Tienilic acid (TA) is responsible for an immune-mediated drug-induced hepatitis in humans, while its isomer (TAI) triggers a direct hepatitis in rats. In this study, we describe an immunological approach developed for studying the specificity of the covalent binding of these two compounds. For this purpose, two different coupling strategies were used to obtain TA-carrier protein conjugates. In the first strategy, the drug was linked through its carboxylic acid function to amine residues of carrier proteins (BSA-N-TA and casein-N-TA), while in the second strategy, the thiophene ring of TA was attached to proteins through a short 3-thiopropanoyl linker, the corresponding conjugates (BSA-S-5-TA and betaLG-S-5-TA) thus preferentially presenting the 2, 3-dichlorophenoxyacetic moiety of the drug for antibody recognition.
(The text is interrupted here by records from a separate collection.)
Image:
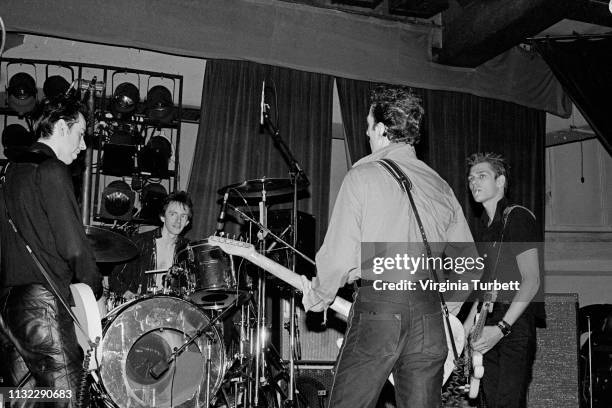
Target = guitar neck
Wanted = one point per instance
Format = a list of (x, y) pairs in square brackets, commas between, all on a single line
[(340, 306), (482, 318)]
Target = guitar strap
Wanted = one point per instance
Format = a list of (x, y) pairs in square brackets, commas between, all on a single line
[(36, 261), (406, 185)]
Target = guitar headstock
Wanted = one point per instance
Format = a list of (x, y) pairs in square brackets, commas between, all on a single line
[(232, 246)]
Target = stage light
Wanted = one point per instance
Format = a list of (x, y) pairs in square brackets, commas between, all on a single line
[(54, 86), (154, 157), (160, 107), (119, 159), (152, 198), (117, 201), (21, 93), (125, 98)]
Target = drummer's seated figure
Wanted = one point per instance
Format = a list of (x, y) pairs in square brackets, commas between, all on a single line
[(157, 250)]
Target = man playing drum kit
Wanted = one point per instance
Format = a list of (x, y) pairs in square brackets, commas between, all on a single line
[(157, 250)]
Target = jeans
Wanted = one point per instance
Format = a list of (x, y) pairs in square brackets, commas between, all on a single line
[(508, 365), (399, 332), (38, 337)]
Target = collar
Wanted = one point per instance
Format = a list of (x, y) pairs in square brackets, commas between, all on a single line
[(499, 210), (36, 153), (157, 233), (404, 149)]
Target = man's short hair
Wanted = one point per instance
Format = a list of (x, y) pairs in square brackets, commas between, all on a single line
[(400, 110), (181, 197), (497, 162), (50, 111)]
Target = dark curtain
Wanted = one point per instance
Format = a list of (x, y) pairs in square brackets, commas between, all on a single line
[(354, 105), (460, 124), (230, 147), (582, 67)]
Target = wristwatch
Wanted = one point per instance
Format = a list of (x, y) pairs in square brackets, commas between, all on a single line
[(504, 327)]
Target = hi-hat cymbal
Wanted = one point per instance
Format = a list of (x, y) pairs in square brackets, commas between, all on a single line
[(255, 188), (108, 246)]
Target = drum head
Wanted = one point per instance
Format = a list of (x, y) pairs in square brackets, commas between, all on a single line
[(214, 299), (135, 348)]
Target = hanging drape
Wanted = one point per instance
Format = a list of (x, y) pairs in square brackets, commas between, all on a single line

The BSA-S-5-TA conjugate proved to be 30 times more immunogenic than BSA-N-TA. Anti-TA-protein adduct antibodies were obtained after immunization of rabbits with BSA-S-5-TA (1/35000 titer against betaLG-S-5-TA in ELISA). These antibodies strongly recognized the 2, 3-dichlorophenoxyacetic moiety of TA but poorly the part of the drug engaged in the covalent binding with the proteins. This powerful tool was used in immunoblots to compare TA or TAI adduct formation in human liver microsomes as well as on microsomes from yeast expressing human liver cytochrome P450 2C9. TA displayed a highly specific covalent binding focused on P450 2C9 which is the main cytochrome P450 responsible for its hepatic activation in humans. On the contrary, TAI showed a nonspecific alkylation pattern, targeting many proteins upon metabolic activation. Nevertheless, this nonspecific covalent binding could be completely shifted to a thiol trapping agent like GSH. The difference in alkylation patterns for these two compounds is discussed with regard to their distinct toxicities. A relationship between the specific covalent binding of P450 2C9 by TA and the appearance of the highly specific anti-LKM2 autoantibodies (known to specifically recognize P450 2C9) in patients affected with TA-induced hepatitis is strongly suggested.